WASHINGTON — A year after a mob stormed the U.S. Capitol, breaking doors and windows, assaulting Capitol police and causing members of Congress to go into hiding, members of Siouxland’s tri-state Congressional delegation offered their thoughts on what happened and what followed.
U.S. Rep. Dusty Johnson, a Republican representing South Dakota’s at-large Congressional district, said on Wednesday that the threat on Jan. 6 of a disruption to the peaceful transfer of power filled him with anger.
Johnson said he still feels that way, although he added that it feels good to know that the criminal justice process proved its ability to hold lawbreakers accountable. Numerous participants in the Capitol break-in have been brought up on federal charges in the last year, and in some cases prison sentences have been handed down.
“My predominant emotion was anger. I mean, I know there were a lot of people who were scared, and I think fear was entirely appropriate, but I was mostly angry,” Johnson said in a phone call Wednesday while visiting South Dakota’s west river region. “The American system is really founded on the idea that, we don’t use violence to advance political causes. I was angry when people tried to do that in the inner city the summer before, and I was angry when people were doing it at the United States Capitol.”
GOP Rep. Adrian Smith, who represents Nebraska’s sprawling Third Congressional District, suggested that House Speaker Nancy Pelosi and the Select Committee investigating Jan. 6 should be focused on the security failures of that day, rather than on political causes of the riot.
During the certification of the electoral tallies on Jan. 6, Smith was the only member of Nebraska’s three-member congressional delegation who objected to the results.
In the months since the uprising, some Republicans have sought to reframe the events of Jan. 6 as the result of Pelosi’s allegedly poor oversight of Capitol security forces, rather than a result of President Donald Trump egging on his supporters, which has generally been the Democratic narrative.

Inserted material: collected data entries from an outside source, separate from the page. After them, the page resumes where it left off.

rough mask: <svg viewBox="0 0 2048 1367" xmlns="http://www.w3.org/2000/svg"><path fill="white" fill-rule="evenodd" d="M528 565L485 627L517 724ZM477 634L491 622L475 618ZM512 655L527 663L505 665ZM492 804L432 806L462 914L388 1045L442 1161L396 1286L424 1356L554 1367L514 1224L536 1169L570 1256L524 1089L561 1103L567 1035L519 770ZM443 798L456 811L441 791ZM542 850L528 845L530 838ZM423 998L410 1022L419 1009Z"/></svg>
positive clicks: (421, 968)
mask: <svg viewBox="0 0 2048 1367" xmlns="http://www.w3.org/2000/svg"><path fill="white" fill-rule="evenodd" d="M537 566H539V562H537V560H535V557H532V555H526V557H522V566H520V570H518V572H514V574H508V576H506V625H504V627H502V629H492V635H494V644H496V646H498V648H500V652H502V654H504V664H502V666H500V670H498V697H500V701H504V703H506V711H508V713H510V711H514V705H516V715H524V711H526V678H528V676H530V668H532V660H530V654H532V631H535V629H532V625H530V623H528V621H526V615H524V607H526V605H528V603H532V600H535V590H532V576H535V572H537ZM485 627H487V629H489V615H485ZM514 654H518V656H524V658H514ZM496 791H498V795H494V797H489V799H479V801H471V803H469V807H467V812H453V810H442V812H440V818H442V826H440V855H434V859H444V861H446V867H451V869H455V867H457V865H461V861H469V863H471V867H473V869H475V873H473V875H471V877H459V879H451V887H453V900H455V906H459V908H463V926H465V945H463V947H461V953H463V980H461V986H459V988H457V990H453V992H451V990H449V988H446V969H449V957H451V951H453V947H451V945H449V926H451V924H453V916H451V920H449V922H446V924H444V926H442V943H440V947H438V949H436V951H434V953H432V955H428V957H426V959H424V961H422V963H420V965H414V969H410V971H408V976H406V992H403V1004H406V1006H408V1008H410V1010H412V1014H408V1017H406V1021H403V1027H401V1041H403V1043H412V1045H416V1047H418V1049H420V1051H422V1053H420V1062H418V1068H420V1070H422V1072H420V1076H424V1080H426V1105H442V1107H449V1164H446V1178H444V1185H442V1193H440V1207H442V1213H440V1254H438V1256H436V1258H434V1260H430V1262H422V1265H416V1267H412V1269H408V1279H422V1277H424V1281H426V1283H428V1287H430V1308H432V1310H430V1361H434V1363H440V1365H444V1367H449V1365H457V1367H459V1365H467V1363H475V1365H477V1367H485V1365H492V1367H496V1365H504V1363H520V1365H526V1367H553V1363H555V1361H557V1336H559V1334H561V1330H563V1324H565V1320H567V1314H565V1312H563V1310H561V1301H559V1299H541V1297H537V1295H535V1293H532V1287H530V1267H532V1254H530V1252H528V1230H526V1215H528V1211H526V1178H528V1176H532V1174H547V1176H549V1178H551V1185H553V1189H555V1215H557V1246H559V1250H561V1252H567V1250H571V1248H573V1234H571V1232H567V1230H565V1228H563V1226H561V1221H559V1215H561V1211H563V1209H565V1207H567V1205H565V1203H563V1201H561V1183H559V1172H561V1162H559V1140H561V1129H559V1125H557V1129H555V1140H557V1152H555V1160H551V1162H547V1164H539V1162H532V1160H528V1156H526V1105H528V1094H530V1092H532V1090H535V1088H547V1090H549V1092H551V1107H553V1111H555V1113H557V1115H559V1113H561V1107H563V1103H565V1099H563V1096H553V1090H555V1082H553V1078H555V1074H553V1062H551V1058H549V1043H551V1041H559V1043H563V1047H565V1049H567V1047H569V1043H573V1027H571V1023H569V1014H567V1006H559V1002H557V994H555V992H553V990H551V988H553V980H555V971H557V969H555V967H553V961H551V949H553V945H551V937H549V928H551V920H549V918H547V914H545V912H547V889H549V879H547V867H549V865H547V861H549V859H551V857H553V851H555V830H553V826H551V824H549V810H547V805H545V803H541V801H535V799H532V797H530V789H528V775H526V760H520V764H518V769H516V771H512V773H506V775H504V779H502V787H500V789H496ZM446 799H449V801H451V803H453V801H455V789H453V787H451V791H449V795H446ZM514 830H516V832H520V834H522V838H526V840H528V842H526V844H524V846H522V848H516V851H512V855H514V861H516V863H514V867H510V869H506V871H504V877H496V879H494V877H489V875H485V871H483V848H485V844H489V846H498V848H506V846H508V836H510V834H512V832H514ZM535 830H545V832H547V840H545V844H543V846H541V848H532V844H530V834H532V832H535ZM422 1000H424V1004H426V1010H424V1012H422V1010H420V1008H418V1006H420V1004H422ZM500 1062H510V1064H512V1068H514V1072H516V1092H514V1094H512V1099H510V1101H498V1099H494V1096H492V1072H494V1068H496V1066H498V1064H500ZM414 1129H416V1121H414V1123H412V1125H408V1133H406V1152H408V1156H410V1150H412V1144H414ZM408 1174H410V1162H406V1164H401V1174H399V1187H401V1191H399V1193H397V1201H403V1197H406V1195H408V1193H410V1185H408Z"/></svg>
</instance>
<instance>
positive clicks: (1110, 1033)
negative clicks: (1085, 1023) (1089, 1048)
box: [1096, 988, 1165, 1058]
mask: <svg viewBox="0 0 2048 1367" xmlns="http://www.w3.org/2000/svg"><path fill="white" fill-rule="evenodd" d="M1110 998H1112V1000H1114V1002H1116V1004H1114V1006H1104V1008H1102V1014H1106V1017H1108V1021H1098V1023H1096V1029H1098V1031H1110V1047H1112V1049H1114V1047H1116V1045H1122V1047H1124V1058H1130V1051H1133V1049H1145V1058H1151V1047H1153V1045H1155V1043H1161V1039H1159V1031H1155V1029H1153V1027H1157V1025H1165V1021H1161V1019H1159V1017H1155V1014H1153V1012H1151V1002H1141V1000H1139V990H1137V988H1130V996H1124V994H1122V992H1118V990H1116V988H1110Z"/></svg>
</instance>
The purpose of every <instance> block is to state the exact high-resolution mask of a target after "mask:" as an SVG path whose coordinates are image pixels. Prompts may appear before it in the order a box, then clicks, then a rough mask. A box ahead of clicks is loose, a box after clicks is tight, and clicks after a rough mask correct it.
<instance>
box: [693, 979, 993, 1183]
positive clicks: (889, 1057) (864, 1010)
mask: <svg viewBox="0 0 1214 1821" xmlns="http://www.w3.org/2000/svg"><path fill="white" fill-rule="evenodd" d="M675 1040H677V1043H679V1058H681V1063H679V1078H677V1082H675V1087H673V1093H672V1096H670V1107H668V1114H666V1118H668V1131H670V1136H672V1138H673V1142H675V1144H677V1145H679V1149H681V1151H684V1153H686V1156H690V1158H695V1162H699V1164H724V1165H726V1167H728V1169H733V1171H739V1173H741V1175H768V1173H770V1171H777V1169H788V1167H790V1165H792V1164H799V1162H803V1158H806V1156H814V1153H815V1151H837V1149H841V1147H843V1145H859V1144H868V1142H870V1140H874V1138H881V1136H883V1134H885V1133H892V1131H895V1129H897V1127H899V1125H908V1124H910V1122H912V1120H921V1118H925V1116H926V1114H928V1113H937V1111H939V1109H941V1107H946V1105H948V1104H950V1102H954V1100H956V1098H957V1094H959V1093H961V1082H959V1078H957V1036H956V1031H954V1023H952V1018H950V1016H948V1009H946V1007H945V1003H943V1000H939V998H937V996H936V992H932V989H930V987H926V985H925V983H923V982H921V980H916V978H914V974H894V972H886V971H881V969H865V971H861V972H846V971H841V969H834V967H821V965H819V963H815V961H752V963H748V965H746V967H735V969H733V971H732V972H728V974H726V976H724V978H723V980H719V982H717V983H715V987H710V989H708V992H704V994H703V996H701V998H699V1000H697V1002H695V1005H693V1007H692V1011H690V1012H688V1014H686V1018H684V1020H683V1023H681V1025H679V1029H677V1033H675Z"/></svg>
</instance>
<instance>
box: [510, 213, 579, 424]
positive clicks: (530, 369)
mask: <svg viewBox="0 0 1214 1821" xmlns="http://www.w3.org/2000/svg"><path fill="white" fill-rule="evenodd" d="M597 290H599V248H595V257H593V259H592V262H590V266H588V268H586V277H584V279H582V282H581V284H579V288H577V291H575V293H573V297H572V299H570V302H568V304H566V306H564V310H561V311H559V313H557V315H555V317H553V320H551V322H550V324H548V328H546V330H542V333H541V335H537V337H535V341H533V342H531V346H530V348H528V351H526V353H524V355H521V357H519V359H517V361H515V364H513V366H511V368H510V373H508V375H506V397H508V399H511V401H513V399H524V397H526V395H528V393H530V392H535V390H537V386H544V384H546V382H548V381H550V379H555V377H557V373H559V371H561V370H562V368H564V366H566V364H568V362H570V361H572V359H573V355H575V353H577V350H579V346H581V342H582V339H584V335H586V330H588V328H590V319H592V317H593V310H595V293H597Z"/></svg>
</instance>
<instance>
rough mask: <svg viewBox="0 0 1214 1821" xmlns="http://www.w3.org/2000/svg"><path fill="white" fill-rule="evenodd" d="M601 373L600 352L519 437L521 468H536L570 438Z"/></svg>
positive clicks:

“The riot at the Capitol last January was a tragic and unacceptable event. While our criminal justice system is prosecuting those who violently forced their way into the building, it is important we work together to prevent a similar event from happening again. Speaker Pelosi’s Select Committee needs to turn away from partisan opportunism and focus on why security failed and what steps need to be appropriately taken to improve security,” Smith said in a statement.
Rep. Randy Feenstra, a Republican who represents Iowa’s Fourth Congressional District, had arrived on Capitol Hill to begin his first term in Congress only a few days before the Jan. 6 attack. In a statement Wednesday, Feenstra, of Hull, did not dwell on the events of a year ago, nor the causes or the consequences, or the ongoing investigation.
“The strength of our Republic is found in the resolve of our people and the durability of our institutions. Today is not a day for partisan bickering or finger pointing. Rather, today should serve as a reminder that, like in communities all across Iowa, we are not defined by our political disagreements but by our common bonds of faith, family, community and country. My focus in Congress has, and will continue to be, on the issues that preserve and protect our great nation for future generations,” Feenstra said.
Johnson said he’d advocated for (and voted for) a nonpartisan commission to investigate the events of Jan. 6, rather than the committee that was eventually formed by majority Democrats to look into the matter. The committee, such as it is, is not something he was in favor of, and he echoed Smith’s focus on the security failures.
“One was an independent commission, which would have no politicians on it, and I voted for that. I voted against what we have now, which is the Nancy Pelosi-appointed Select Committee,” he said. “I do think that an independent commission would’ve been a far better way to get to the bottom of this. And we still haven’t answered a fundamental, important question, which is, why did we have a catastrophic security failure on Jan. 6? Who made the decisions that meant we were wholly unprepared that day, and have they been held accountable?”
The nine-member Select Committee, comprised of mostly Democratic representatives and two Republicans, is likely to release its report sometime this year.
Johnson said he’d been asked by a lot of reporters recently about his thoughts on Jan. 6. His constituents in South Dakota, he said, haven’t shown as much interest in the matter as the press has.
“It is not a topic that comes up very frequently. I mean I guess the hyper-partisans on Twitter like to post about Jan. 6 seemingly every day since then. But I mean, honestly, I get asked a lot more about the cattle markets, about inflation, about Afghanistan and the southern border, than I do about Jan. 6,” he said.